Wednesday, April 12, 2006
Sgt. Grumbles, one of Perry Bible Fellowship’s many memorable characters, reminds me of myself vis-a-vis a Cadbury Creme Egg, a treat surpassed only by Sour Patch Kids and gummi fruit slices. The appeal of an Egg, much like the pull to use a word like “vis-a-vis,” lies in its unashamed excess and its shimmering packaging.
One look at the garish foil wrapper and you know: any substantive meaning of Easter is subsumed between those rich folds of something within that chocolate shell. To this day I don’t know what constitutes the white and the yolk, nor do I have any urge to read the list of ingredients. I merely imagine an antiseptic, brightly lit factory in which the dreams of children and adults alike roll off the assembly line, packs of two, the contented clucking of rabbits the only background noise.
This recent outing into a culinary dimension without processed sugars has been a spectacular failure.
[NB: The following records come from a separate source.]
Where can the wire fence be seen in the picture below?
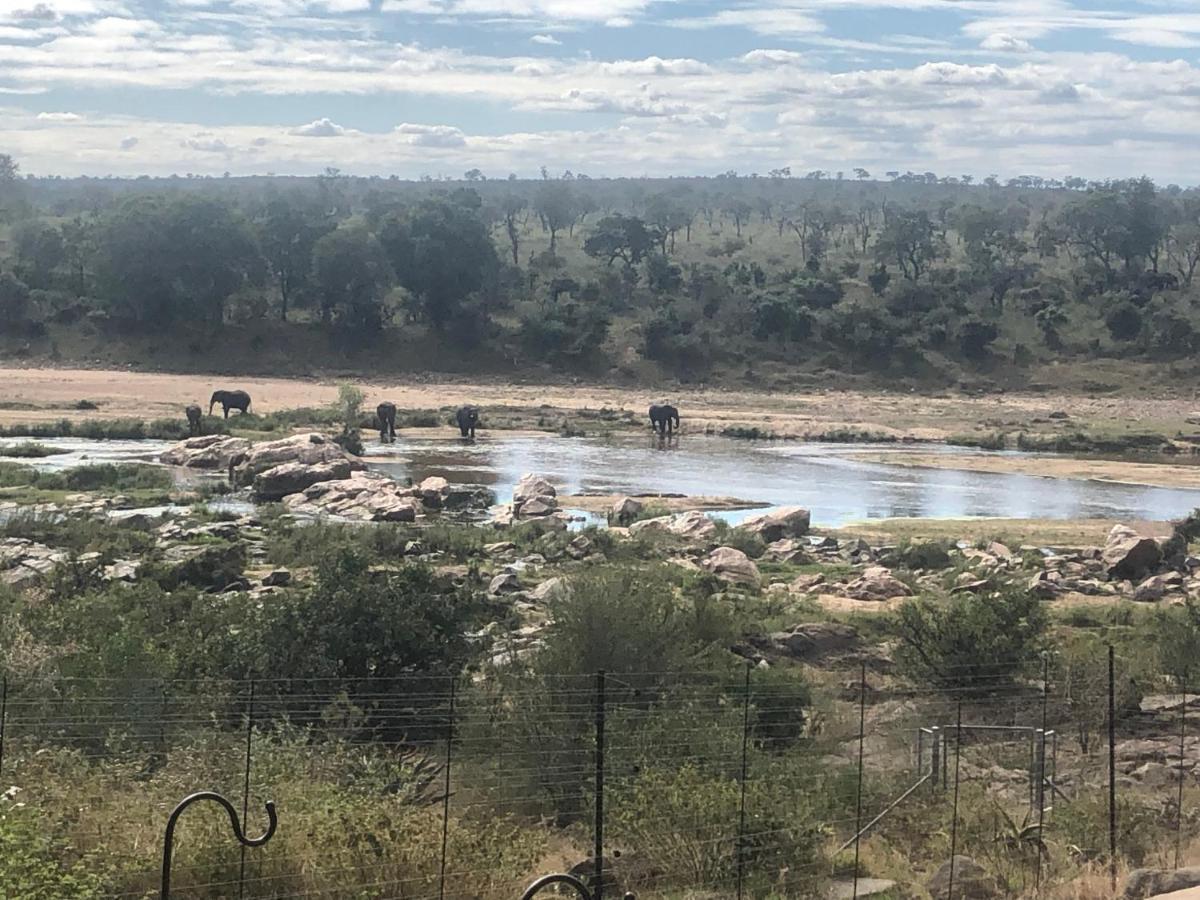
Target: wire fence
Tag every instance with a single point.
(1037, 780)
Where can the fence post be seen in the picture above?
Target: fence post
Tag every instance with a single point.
(598, 832)
(862, 741)
(445, 793)
(1113, 771)
(1179, 805)
(954, 821)
(245, 786)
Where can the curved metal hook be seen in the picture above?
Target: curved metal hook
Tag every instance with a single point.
(169, 838)
(561, 879)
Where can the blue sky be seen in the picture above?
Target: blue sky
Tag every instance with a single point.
(601, 87)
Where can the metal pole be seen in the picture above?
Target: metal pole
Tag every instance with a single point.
(1179, 805)
(1042, 766)
(745, 760)
(445, 798)
(599, 761)
(954, 822)
(245, 786)
(1113, 771)
(862, 741)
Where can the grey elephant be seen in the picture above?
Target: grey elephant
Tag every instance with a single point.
(387, 415)
(664, 418)
(231, 400)
(467, 419)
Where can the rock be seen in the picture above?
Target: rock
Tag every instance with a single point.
(625, 510)
(310, 449)
(550, 589)
(504, 583)
(292, 478)
(531, 486)
(213, 451)
(693, 525)
(277, 579)
(1128, 555)
(777, 525)
(1145, 883)
(877, 583)
(971, 881)
(732, 565)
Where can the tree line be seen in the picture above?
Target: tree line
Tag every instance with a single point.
(916, 273)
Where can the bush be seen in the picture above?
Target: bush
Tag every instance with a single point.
(971, 643)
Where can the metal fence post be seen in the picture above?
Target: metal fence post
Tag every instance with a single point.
(445, 791)
(599, 786)
(745, 759)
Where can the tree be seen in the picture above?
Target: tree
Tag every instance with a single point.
(351, 271)
(287, 233)
(443, 253)
(555, 205)
(619, 238)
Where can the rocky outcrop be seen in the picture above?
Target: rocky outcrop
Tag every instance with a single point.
(213, 451)
(1128, 555)
(363, 496)
(778, 525)
(731, 564)
(877, 583)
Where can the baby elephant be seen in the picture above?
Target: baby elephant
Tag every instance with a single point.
(467, 419)
(387, 413)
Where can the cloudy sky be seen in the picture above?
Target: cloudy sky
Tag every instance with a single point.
(1093, 88)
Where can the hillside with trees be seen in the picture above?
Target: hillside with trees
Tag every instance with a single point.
(741, 279)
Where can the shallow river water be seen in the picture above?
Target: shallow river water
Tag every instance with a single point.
(832, 480)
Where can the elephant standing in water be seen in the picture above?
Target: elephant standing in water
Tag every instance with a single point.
(195, 415)
(231, 400)
(387, 413)
(664, 419)
(467, 419)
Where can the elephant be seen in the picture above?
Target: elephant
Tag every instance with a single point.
(664, 419)
(387, 414)
(231, 400)
(467, 419)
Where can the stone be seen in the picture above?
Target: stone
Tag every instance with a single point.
(1128, 555)
(971, 881)
(213, 451)
(531, 486)
(292, 478)
(1145, 883)
(504, 583)
(877, 583)
(625, 510)
(779, 523)
(277, 579)
(731, 564)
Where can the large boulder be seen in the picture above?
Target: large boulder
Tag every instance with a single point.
(971, 881)
(211, 451)
(310, 449)
(731, 564)
(1145, 883)
(292, 478)
(780, 523)
(1128, 555)
(877, 583)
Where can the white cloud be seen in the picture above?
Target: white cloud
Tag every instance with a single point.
(319, 129)
(1006, 43)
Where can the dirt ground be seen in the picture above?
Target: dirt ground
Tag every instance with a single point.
(42, 394)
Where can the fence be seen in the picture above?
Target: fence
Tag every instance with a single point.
(706, 785)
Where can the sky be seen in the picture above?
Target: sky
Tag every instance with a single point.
(606, 88)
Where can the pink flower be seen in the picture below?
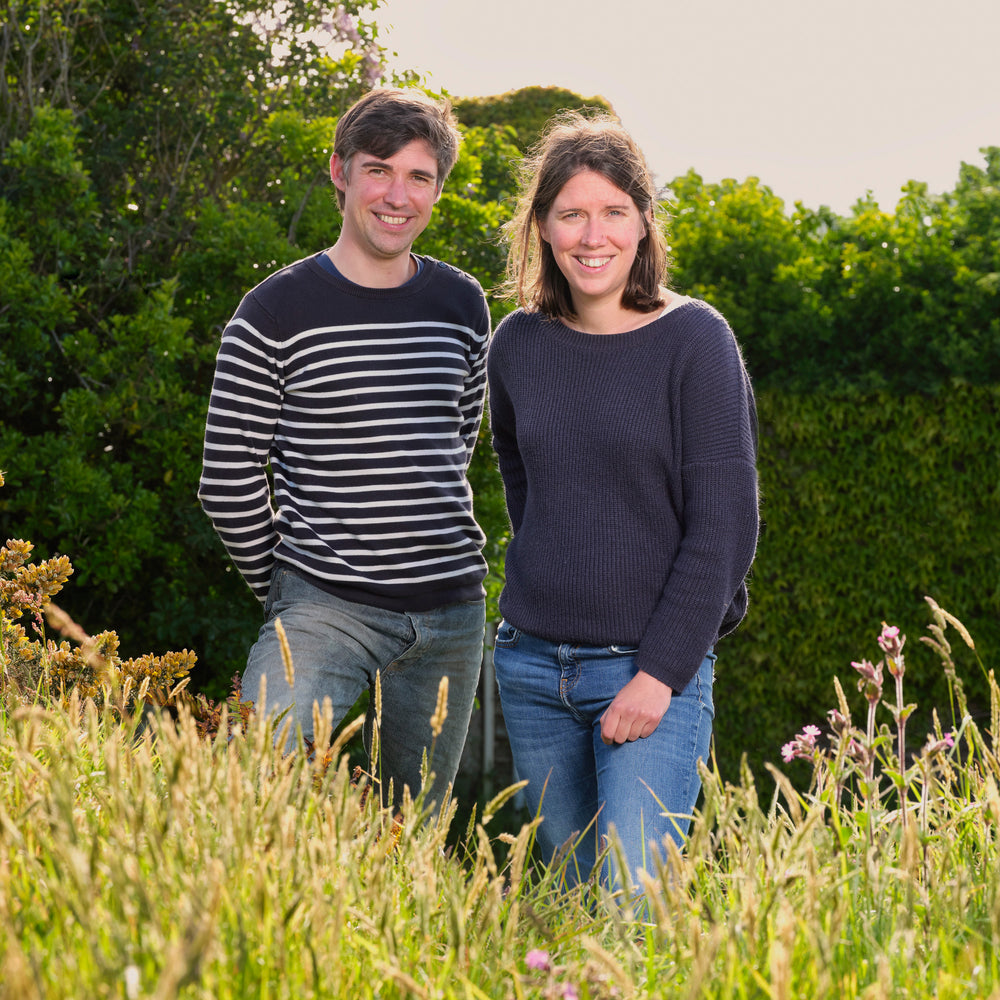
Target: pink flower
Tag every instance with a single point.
(537, 959)
(892, 645)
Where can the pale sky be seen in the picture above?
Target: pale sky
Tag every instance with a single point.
(822, 101)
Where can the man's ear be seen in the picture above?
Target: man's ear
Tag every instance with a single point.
(338, 172)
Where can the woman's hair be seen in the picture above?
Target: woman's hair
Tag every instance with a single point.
(572, 143)
(386, 119)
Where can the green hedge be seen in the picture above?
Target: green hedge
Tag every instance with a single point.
(869, 503)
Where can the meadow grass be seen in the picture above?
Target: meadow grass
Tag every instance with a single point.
(140, 857)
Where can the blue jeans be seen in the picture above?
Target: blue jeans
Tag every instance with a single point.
(553, 696)
(337, 648)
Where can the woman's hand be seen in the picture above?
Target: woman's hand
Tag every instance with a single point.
(636, 711)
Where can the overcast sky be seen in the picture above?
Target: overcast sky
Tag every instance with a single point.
(822, 101)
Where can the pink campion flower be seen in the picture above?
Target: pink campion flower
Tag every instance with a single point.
(537, 959)
(871, 679)
(839, 723)
(891, 643)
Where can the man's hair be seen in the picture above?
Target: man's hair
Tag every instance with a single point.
(573, 143)
(383, 121)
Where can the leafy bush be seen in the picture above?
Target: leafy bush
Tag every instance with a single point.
(869, 503)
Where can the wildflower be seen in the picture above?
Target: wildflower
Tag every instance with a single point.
(891, 643)
(538, 959)
(803, 746)
(871, 680)
(839, 723)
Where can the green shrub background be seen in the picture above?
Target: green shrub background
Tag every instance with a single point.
(156, 162)
(869, 503)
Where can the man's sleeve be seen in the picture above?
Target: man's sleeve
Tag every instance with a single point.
(242, 414)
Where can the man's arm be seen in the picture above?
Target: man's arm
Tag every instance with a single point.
(474, 393)
(242, 413)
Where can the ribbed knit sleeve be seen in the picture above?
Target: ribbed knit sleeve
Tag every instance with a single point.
(629, 467)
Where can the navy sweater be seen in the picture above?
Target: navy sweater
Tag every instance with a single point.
(629, 467)
(365, 405)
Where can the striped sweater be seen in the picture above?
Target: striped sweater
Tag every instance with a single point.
(359, 408)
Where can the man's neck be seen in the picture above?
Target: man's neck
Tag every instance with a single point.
(370, 273)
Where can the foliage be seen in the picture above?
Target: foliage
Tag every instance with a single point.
(61, 672)
(129, 230)
(876, 301)
(868, 503)
(163, 864)
(157, 160)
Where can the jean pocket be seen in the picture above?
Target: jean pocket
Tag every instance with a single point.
(507, 635)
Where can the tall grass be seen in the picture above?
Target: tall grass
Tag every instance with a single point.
(140, 857)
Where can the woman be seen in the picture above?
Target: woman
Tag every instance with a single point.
(624, 422)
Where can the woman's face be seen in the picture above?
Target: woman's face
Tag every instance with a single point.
(594, 230)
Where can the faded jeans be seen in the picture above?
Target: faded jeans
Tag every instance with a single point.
(337, 648)
(553, 696)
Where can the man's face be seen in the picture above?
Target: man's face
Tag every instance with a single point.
(387, 202)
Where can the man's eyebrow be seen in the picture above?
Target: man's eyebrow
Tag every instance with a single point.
(384, 164)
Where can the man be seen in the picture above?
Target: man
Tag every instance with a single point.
(358, 374)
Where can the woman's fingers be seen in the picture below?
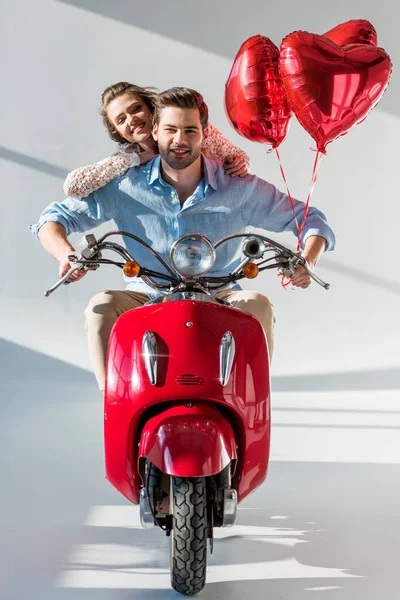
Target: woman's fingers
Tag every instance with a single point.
(235, 166)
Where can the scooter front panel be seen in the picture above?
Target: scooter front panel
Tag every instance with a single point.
(188, 335)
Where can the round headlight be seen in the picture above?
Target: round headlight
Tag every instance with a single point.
(192, 255)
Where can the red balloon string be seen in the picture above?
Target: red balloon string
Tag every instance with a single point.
(288, 191)
(314, 176)
(285, 280)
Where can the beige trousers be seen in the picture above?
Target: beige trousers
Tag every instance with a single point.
(104, 309)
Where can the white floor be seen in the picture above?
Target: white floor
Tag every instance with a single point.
(324, 525)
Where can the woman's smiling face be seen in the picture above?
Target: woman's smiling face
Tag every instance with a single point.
(131, 117)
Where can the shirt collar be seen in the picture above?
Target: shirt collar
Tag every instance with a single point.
(154, 173)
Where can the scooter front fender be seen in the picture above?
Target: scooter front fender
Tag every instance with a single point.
(188, 441)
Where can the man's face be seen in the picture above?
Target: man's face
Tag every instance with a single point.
(179, 135)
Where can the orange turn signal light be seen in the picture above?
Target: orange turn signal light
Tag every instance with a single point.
(131, 268)
(250, 270)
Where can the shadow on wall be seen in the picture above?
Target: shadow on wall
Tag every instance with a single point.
(33, 163)
(199, 24)
(380, 379)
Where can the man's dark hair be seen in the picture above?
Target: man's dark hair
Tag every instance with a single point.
(181, 98)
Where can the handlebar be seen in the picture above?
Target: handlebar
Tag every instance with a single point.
(88, 257)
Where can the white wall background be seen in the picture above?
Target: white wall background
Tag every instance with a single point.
(57, 59)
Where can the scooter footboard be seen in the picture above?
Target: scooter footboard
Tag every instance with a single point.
(188, 441)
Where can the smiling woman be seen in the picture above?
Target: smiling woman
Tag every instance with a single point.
(128, 112)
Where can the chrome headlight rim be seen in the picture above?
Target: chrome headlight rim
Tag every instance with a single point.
(198, 236)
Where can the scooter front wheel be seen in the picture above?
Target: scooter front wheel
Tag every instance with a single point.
(188, 535)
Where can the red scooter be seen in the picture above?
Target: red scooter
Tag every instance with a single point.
(187, 399)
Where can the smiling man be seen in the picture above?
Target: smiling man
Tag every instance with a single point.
(180, 191)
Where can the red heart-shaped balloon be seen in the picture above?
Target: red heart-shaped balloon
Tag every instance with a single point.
(331, 88)
(357, 31)
(255, 100)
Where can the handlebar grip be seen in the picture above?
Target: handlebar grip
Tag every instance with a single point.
(61, 281)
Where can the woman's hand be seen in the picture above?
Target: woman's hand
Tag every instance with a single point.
(236, 166)
(146, 156)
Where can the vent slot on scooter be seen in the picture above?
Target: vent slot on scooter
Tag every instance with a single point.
(189, 379)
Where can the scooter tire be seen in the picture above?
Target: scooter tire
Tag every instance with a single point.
(189, 535)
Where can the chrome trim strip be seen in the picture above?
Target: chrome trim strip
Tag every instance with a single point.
(177, 296)
(146, 516)
(226, 356)
(149, 350)
(230, 508)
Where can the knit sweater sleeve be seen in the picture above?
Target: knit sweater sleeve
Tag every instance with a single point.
(217, 146)
(85, 180)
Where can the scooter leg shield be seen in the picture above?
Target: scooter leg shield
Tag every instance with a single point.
(183, 441)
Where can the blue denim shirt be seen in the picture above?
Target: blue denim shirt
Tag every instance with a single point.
(141, 202)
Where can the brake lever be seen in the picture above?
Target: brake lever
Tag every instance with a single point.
(293, 264)
(61, 281)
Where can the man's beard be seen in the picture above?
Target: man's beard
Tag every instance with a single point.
(179, 163)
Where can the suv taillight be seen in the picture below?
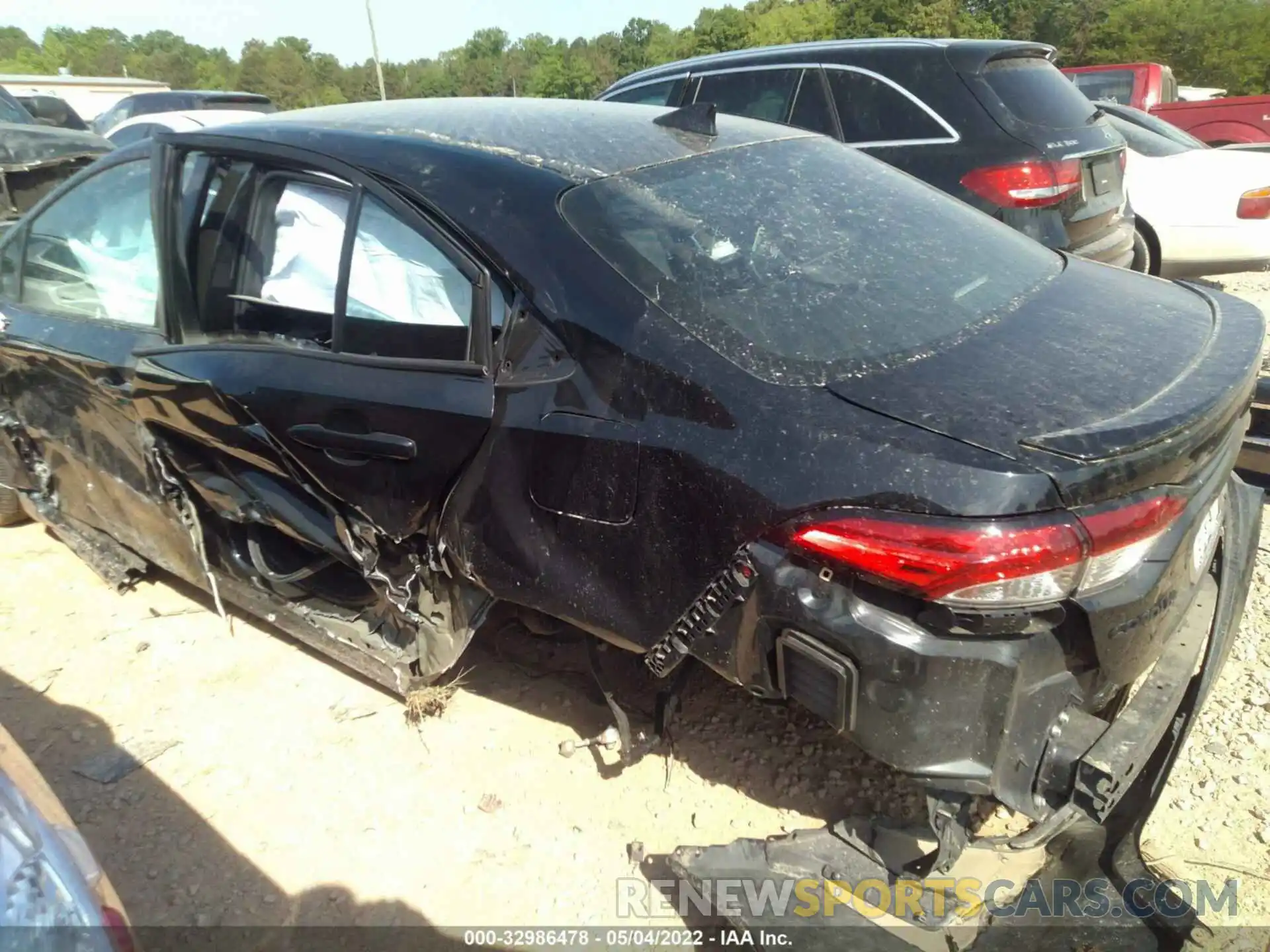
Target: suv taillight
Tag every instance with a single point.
(1255, 204)
(1033, 184)
(995, 563)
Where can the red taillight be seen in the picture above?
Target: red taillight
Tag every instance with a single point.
(1034, 184)
(1255, 204)
(117, 930)
(995, 563)
(1115, 528)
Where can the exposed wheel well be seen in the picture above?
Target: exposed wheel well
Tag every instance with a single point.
(1148, 234)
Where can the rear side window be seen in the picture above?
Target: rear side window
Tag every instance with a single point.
(760, 95)
(803, 260)
(1034, 92)
(874, 111)
(812, 107)
(652, 95)
(1144, 141)
(1107, 85)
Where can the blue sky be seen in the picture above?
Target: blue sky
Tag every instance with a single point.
(405, 28)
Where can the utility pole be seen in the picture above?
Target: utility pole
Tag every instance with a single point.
(375, 51)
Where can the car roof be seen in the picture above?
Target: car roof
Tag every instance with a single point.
(579, 140)
(982, 50)
(202, 95)
(187, 120)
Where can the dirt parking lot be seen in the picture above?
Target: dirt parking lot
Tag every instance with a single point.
(284, 790)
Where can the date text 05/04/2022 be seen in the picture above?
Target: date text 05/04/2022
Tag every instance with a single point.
(611, 938)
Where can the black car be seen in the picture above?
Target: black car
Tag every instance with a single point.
(179, 100)
(36, 157)
(54, 111)
(991, 122)
(695, 385)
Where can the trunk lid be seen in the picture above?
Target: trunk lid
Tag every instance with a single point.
(1101, 370)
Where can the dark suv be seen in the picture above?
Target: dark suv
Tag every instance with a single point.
(179, 100)
(992, 122)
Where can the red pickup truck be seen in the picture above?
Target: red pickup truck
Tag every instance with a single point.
(1151, 87)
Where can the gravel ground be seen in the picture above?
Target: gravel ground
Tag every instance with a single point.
(1216, 816)
(294, 793)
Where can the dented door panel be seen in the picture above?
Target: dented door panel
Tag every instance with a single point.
(248, 403)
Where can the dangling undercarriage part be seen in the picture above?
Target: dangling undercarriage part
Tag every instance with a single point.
(374, 603)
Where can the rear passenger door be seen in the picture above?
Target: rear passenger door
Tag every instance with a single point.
(334, 342)
(793, 95)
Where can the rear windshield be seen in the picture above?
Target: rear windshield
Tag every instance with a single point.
(804, 260)
(1144, 141)
(11, 111)
(1108, 85)
(1035, 92)
(1159, 126)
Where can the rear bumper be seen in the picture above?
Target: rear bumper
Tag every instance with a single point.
(1119, 781)
(1194, 251)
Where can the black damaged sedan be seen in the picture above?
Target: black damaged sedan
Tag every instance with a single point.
(700, 386)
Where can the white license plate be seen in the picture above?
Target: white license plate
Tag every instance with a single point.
(1206, 537)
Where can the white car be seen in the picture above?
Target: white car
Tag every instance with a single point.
(140, 127)
(1199, 210)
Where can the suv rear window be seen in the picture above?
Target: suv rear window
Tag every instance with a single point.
(248, 106)
(1037, 93)
(804, 260)
(1109, 85)
(12, 111)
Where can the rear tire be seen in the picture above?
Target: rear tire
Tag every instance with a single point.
(11, 507)
(1143, 259)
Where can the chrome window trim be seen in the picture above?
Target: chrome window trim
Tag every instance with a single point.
(952, 138)
(816, 46)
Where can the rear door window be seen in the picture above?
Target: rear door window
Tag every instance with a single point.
(1034, 92)
(269, 252)
(803, 260)
(760, 95)
(873, 111)
(812, 107)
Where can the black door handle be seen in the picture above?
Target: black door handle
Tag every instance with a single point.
(114, 386)
(389, 446)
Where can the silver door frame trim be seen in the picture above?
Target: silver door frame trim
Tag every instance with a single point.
(954, 136)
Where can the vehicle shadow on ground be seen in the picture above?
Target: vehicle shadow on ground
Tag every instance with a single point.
(183, 884)
(774, 753)
(777, 754)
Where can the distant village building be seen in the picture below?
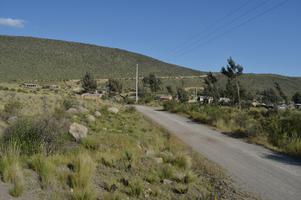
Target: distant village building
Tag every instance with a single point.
(91, 96)
(30, 85)
(165, 98)
(54, 87)
(224, 100)
(205, 99)
(298, 106)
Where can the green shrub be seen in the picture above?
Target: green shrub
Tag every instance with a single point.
(182, 161)
(69, 103)
(35, 136)
(13, 107)
(135, 188)
(166, 172)
(11, 170)
(80, 180)
(43, 167)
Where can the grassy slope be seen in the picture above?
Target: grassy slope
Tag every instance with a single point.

Ice cream, cookies, fries, madeleines, fruit tarts, chocolate tarts, pancakes, deep dish, candy corn–holy Aunt Jemima, I posit I’ve consumed more sugar with the regimen than without it. There’s compelling support for this theory, mainly in the fact that I feel dumber. All the mental acuity gleaned from a healthier diet, gone. I’d just as soon begin typing in grunts, were it not for the selfish, inextinguishable drive to get back on the horse and reclaim that clarity of mind.